Cristhian j**a o grampeador na direção de Adam, que corre abrindo a porta e deixando o amigo sozinho e pensativo na gigantesca sala de reuniões, que tem sido a sua única companhia há muito tempo desde o dia em que sofreu a pior dor da sua vida, a perda do seu único amor e juntamente com seu filho que ainda nem tinha vindo ao mundo. A dor o fez se fechar completamente para o amor e o tornou frio, distante e totalmente diferente do Cristhian Marshall que já foi algum dia.

[...]

Entre papéis, telefonemas e uma reunião com toda a equipe da campanha, o dia passou como um foguete. Tudo o que Cristhian queria era entrar no seu quarto, tomar um bom banho quente e relaxar. Mas no fundo sentia medo de fechar os olhos e recordar através dos malditos pesadelos toda àquela terrível noite em que tudo mudou.

Adam desapareceu o resto da tarde, o deixando sozinho com todos os envolvidos na campanha. Com certeza deve estar em mais alguma de suas loucuras, que uma hora ou outra acabariam muito mal.

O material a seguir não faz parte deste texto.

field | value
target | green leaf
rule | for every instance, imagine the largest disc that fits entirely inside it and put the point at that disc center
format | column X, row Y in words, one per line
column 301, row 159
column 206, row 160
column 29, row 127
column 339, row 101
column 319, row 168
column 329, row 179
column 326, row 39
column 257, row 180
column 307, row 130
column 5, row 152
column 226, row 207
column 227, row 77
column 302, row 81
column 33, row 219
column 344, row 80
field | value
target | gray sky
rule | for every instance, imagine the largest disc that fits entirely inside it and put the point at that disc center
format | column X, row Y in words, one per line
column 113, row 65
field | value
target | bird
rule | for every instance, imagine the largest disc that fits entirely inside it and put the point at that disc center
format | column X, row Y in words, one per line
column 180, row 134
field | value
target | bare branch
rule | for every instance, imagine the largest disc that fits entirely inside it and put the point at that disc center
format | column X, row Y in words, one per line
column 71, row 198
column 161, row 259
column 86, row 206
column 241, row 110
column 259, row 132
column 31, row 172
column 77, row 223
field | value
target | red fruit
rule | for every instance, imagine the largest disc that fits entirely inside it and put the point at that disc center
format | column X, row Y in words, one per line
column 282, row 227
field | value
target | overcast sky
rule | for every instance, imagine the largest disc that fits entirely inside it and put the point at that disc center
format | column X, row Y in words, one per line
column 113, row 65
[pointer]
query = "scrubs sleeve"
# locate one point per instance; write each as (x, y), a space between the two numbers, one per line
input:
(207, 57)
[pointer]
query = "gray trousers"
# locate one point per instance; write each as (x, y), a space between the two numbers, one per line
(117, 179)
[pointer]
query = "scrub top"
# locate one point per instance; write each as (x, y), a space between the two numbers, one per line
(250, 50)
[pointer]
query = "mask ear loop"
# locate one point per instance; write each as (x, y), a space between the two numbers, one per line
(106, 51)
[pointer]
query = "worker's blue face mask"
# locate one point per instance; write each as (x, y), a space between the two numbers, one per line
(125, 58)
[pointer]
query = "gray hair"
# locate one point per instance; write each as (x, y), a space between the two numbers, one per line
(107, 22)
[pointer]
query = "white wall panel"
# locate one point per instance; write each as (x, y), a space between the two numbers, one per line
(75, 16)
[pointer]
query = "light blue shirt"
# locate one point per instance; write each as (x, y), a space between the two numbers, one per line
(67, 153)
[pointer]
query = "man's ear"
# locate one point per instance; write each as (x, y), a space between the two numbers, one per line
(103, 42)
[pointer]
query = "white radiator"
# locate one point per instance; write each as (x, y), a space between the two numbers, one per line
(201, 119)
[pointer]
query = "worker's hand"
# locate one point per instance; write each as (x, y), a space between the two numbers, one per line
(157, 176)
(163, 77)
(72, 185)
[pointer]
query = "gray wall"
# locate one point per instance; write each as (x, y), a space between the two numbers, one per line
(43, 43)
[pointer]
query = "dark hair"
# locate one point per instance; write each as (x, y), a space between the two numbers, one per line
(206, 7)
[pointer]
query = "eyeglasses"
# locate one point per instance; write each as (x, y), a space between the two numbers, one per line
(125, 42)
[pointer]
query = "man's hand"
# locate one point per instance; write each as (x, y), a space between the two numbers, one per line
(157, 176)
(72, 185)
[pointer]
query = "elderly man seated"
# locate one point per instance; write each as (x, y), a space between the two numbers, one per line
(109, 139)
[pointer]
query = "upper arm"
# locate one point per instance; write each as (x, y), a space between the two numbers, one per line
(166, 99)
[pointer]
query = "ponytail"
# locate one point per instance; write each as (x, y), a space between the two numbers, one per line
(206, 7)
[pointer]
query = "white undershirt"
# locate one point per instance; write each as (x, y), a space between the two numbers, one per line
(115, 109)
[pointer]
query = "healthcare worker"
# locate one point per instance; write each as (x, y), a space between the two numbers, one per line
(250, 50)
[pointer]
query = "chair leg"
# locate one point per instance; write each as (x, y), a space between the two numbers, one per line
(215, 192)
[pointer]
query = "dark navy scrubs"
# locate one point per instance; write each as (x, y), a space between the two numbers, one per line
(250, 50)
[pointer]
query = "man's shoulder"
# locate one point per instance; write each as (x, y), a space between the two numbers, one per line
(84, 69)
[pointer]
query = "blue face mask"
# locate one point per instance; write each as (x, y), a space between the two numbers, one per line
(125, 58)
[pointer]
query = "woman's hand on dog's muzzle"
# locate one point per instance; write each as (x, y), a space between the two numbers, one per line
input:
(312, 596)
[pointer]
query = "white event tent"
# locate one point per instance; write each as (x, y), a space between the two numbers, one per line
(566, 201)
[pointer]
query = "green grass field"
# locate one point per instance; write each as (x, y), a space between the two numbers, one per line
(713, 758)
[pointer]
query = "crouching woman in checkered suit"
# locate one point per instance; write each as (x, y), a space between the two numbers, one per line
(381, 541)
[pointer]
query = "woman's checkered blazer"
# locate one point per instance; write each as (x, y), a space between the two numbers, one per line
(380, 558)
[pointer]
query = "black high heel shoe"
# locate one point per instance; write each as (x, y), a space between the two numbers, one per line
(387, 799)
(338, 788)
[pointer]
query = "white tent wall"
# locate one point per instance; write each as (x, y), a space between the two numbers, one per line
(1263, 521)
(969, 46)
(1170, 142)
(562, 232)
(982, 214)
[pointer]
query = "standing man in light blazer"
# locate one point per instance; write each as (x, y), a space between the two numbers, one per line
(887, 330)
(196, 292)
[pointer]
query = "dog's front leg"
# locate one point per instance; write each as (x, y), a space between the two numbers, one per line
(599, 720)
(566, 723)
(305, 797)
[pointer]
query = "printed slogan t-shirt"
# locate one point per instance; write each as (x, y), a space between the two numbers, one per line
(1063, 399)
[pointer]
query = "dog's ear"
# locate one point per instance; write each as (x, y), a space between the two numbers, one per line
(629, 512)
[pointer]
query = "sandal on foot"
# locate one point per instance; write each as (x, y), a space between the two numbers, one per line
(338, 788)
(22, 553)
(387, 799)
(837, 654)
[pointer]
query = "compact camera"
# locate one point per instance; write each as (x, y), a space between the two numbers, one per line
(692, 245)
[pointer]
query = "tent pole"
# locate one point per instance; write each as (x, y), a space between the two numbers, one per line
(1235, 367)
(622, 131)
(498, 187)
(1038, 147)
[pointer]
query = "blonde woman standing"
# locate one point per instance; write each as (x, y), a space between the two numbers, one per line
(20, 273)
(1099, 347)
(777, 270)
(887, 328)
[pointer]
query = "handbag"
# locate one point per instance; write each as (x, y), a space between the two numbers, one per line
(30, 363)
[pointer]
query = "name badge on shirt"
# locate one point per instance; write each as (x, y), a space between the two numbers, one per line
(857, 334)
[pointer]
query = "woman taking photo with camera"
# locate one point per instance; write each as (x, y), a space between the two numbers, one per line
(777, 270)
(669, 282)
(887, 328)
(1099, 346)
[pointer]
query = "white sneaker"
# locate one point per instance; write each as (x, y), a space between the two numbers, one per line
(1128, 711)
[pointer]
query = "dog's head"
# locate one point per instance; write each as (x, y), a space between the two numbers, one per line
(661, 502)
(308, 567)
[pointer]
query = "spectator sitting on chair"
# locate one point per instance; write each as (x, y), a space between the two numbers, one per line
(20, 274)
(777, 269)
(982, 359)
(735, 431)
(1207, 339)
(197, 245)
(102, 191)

Cristhian estava no estacionamento, quando seu telefone toca e ao perceber de quem se tratava simplesmente fez algo que já era de seu costume, ignorar. Depois de um dia exaustivo tudo o que ele menos desejava era ouvir conversas sem sentido de Margareth, sua irmã, que tudo o que mais sabia fazer na vida era conferir quantos gramas havia perdido ou ganho. Após guardar o aparelho no seu paletó, enfim entra no carro e segue para o Central Minneapolis Hotel, onde estava hospedado até a reforma do seu flat ficar pronta.

Ao se aproximar do carro, Frédéric, seu segurança abre a porta e como de costume apenas acena com a cabeça.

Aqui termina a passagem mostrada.